Anya: “Do you feel like maybe this was meant to be? That you really saved one another?”
Amy Koo: “I do. I definitely think so. “
To understand what Amy Koo means we have to go back to 2007. She was 16, and on an August night of that year, she climbed into a car with friends and everything ended in a crush of metal.
Amy was left paralyzed.
“You know, I lost a friend in that car also.
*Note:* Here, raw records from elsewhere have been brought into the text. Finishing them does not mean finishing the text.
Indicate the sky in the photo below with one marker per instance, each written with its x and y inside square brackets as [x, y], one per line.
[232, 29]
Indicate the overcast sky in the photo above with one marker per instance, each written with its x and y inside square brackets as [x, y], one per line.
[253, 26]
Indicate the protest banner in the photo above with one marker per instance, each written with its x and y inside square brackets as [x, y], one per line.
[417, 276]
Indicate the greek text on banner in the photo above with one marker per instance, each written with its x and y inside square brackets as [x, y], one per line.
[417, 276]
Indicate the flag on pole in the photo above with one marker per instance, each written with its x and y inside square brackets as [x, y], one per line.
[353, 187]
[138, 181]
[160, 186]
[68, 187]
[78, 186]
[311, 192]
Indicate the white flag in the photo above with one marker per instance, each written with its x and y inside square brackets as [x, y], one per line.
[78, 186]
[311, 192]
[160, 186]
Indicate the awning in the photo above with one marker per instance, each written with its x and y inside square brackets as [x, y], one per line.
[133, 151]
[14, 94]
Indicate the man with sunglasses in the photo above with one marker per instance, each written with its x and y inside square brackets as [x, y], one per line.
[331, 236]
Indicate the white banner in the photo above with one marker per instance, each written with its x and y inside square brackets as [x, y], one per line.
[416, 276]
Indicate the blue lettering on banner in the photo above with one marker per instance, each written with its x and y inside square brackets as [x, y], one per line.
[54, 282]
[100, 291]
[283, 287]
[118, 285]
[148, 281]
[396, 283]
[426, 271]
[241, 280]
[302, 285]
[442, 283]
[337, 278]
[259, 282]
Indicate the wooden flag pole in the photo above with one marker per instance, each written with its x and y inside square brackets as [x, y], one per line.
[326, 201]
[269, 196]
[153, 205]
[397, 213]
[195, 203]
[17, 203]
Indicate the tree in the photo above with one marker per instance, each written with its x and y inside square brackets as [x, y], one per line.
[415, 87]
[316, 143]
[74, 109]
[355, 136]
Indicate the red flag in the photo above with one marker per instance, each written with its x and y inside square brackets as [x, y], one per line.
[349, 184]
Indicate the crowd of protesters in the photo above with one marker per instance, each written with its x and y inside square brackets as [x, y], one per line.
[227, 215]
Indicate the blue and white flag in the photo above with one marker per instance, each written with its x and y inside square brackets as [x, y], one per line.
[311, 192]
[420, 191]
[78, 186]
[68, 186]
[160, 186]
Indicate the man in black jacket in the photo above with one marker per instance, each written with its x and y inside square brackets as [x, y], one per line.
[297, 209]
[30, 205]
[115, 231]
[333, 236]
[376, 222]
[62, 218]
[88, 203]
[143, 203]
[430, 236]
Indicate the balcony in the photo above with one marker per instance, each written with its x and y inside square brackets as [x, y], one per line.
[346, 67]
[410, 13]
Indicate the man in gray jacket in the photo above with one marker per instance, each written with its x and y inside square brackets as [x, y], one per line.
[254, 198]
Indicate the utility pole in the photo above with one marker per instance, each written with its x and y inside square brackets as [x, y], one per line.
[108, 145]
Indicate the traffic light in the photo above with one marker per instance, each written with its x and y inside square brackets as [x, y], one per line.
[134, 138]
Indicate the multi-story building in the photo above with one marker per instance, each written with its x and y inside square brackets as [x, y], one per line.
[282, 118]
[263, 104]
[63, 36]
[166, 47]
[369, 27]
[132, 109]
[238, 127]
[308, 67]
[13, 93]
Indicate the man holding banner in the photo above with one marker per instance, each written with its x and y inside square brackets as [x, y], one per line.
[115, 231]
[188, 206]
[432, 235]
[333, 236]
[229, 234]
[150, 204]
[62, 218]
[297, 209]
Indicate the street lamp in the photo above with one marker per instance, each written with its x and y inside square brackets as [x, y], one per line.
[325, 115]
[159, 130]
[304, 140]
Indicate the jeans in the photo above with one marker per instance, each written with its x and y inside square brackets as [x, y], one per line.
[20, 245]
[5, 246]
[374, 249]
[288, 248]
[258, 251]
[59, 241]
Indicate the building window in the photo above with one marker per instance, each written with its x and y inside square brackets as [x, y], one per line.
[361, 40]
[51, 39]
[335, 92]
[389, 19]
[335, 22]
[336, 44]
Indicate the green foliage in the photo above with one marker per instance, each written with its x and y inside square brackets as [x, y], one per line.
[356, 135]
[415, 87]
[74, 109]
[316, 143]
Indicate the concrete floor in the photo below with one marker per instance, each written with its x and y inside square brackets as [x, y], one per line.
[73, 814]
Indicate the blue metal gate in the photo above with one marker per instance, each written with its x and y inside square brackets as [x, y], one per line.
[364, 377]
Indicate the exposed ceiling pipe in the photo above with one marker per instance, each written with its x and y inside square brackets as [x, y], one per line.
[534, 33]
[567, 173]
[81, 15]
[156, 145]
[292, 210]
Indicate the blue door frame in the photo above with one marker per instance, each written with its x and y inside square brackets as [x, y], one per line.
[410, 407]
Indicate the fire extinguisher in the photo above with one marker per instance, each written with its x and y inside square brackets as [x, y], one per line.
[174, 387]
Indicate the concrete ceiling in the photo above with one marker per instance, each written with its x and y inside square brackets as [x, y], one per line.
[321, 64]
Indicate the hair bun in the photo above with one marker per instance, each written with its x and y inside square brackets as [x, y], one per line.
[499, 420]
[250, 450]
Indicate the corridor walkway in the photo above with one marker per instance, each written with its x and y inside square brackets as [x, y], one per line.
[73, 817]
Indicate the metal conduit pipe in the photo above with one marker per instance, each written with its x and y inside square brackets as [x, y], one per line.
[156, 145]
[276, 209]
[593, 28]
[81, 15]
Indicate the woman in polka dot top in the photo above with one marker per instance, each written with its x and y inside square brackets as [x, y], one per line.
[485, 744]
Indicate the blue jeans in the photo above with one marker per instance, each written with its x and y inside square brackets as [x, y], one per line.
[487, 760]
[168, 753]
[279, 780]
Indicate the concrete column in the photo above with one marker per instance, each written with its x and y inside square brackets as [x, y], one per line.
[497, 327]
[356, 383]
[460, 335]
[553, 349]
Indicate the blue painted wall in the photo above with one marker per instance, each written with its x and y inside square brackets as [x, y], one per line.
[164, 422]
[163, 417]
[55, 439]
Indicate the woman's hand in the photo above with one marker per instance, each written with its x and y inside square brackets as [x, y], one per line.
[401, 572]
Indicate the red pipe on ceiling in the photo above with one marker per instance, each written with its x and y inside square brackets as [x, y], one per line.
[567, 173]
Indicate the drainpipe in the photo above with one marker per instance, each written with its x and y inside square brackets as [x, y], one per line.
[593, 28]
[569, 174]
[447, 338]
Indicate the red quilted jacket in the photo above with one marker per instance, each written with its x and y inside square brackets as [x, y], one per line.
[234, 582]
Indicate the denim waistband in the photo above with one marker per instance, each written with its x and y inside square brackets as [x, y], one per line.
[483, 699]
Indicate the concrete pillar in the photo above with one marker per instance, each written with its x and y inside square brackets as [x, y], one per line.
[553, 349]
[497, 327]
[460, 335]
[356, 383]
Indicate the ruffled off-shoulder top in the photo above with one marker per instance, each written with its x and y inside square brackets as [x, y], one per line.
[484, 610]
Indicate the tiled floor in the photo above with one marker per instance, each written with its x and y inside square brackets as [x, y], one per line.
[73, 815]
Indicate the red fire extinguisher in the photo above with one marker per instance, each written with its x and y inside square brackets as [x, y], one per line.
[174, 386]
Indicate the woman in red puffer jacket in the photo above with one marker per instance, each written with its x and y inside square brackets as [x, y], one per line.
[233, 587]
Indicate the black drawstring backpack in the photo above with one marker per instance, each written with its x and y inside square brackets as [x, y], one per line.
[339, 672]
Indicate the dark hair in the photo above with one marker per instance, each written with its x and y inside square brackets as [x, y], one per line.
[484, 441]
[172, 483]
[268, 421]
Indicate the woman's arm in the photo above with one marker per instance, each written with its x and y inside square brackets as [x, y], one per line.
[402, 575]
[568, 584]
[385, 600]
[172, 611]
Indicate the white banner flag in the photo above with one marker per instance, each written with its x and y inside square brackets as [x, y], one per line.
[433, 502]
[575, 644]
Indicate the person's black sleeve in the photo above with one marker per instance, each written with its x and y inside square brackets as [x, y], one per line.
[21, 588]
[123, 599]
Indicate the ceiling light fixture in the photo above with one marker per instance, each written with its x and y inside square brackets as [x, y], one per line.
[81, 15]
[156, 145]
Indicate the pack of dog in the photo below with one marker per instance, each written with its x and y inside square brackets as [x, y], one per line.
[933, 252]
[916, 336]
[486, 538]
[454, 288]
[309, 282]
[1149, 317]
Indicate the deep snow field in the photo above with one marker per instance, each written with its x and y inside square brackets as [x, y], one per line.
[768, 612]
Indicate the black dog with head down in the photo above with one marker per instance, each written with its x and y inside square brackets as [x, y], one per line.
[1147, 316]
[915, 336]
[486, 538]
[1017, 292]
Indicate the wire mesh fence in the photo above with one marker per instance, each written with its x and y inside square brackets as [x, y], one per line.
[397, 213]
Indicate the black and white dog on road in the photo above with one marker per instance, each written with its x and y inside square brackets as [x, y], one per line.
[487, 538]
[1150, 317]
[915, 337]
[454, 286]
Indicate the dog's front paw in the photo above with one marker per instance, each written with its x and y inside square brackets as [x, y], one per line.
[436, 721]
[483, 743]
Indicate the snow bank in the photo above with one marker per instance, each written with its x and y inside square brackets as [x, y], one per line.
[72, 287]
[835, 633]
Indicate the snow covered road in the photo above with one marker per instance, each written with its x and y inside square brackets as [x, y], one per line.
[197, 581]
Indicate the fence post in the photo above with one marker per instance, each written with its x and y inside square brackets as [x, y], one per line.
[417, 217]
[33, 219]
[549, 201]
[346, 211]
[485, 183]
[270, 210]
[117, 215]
So it allowed me to be grateful for the things I do have.”
Ziggy, the dog, also knew something about being grateful. The Pitbull lab mix had been down on his luck living in a shelter.
He now has a new “leash” on life thanks to some wonderfully dedicated folks with the Animal Farm Foundation in Dutchess County. Part of their mission is to transform former shelter dogs into service dogs for people with disabilities.
“Traditionally, service dogs are pure breed dogs and they go through a very rigorous program that is very expensive and makes it difficult for folks to purchase a service dog. Well, we wanted to turn that model on its head and not only use shelter dogs, but dogs labeled Pitbulls, which people still discriminate against,” said Stacey Coleman, executive director of Animal Farm Foundation.
Their work towards positive change extends to correctional facilities where inmate volunteers can sign up to train the dogs.
So Ziggy was sent once again behind bars but this time with a purpose. When he got his doggie degree from Rikers Island, he was paired up with Amy. All costs for their training covered by Animal Farm Foundation, which relies on donations.
“I think that the match they found for us is perfect,” said Amy.
Especially considering her job, working as an educator with incarcerated juveniles.
“Because he’s already familiar with radio sounds, the large gates you need to go through.”
As a larger mixed breed, Ziggy has the strength to help Amy pass through those gates at work as well as opening and closing doors at their home in Rensselaer County.
He knows how to retrieve her medications as well. What’s most important is that Ziggy has also opened up the world to Amy. During their two years together, they’ve traveled extensively.
“It’s kind of is like wow, I’m still capable of anything. And now when I travel with Ziggy it’s like bringing my child with me. It’s like ‘Come Ziggy, come on these adventures with me.'”
And they both know they have a constant companion wherever they roam.